Branch-and-Price approaches for a Fleet Composition Problem
Speaker: Professor Frederic Semet - Univ. Lille
In this presentation, we address a Fleet Composition Problem (FCP) faced by Last-Mile Delivery Service Companies (LMDSC) that are middlemen between e-commerce companies and carriers.
LMDSCs organize transportation services for e-commerce companies and take advantage of higher volumes to mutualize more efficiently the transportation part. LMDCs do not manage their fleet but have contracts with local carriers. Carriers propose different types of vehicles (bicycles, motorcycles, cars, and vans) with different transportation costs per km. One day in advance, LMDSCs have to decide how many vehicles of each type will be needed to cover the transportation demand.
One of the main characteristics of the problem addressed is that the demand is not known a priori, due to the inherent uncertainty of this type of activity. However, the demand can be approximated. Additional constraints such as vehicle capacities, the maximum working time have to be taken into account. The FCP, we tackle, consists in determining the minimum cost vehicle fleet to cover the demand while satisfying such side-constraints. The total cost is computed as the sum of handling costs and traveling costs.
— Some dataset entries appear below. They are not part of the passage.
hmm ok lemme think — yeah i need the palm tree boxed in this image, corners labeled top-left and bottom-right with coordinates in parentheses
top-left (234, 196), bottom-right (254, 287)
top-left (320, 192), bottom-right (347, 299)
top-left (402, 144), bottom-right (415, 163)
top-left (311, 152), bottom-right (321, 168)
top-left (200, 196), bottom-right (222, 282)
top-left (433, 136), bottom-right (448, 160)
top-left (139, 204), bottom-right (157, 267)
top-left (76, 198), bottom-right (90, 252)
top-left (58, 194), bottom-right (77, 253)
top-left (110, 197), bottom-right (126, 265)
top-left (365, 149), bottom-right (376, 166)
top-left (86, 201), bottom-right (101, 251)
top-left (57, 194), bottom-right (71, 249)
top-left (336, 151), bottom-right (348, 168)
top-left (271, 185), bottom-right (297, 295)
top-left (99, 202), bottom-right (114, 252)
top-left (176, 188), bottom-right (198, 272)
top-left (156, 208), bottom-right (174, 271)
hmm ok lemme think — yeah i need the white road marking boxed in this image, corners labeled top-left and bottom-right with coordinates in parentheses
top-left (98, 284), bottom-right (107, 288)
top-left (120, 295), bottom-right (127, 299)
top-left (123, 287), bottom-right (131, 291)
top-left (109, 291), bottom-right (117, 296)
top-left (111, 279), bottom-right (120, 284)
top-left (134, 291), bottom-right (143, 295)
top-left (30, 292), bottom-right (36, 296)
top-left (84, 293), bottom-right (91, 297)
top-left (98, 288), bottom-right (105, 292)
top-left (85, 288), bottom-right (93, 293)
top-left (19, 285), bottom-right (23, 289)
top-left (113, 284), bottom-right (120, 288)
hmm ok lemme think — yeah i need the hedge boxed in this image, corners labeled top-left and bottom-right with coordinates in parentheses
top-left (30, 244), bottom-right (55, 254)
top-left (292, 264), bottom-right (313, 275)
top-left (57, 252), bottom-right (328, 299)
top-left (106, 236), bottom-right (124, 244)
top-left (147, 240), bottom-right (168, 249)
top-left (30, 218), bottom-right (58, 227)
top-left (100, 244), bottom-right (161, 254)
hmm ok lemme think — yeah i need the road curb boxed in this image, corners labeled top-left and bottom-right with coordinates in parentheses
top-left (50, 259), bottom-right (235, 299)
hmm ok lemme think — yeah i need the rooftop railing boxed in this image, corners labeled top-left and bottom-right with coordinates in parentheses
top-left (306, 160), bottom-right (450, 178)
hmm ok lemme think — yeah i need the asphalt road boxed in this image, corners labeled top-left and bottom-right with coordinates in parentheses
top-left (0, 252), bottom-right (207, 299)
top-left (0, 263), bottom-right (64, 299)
First, we developed a compact integer linear formulation for the FCP described above. We then derived an extended formulation from it by applying a Dantzig-Wolfe decomposition. In this model, each request has to be assigned to a vehicle while minimizing the total cost. The pricing problem per type of vehicle approximates the performed route. We developed a branch-and-price algorithm as well as a diving heuristic to solve this model.
The branch-and-price method includes several features such as:
1) preprocessing techniques to set some variables in the subproblem;
2) heuristics to solve the subproblem;
3) Specific rules to generate several columns for a given
type of vehicle at each iteration;
4) an adapted branching scheme.
To assess the efficiency of the proposed approaches, we solved real-life instances provided by our industrial partner. The diving heuristic performs quite well since the gaps range between 1.87% and 2.25% while the CPU times are between 342 and 603 seconds.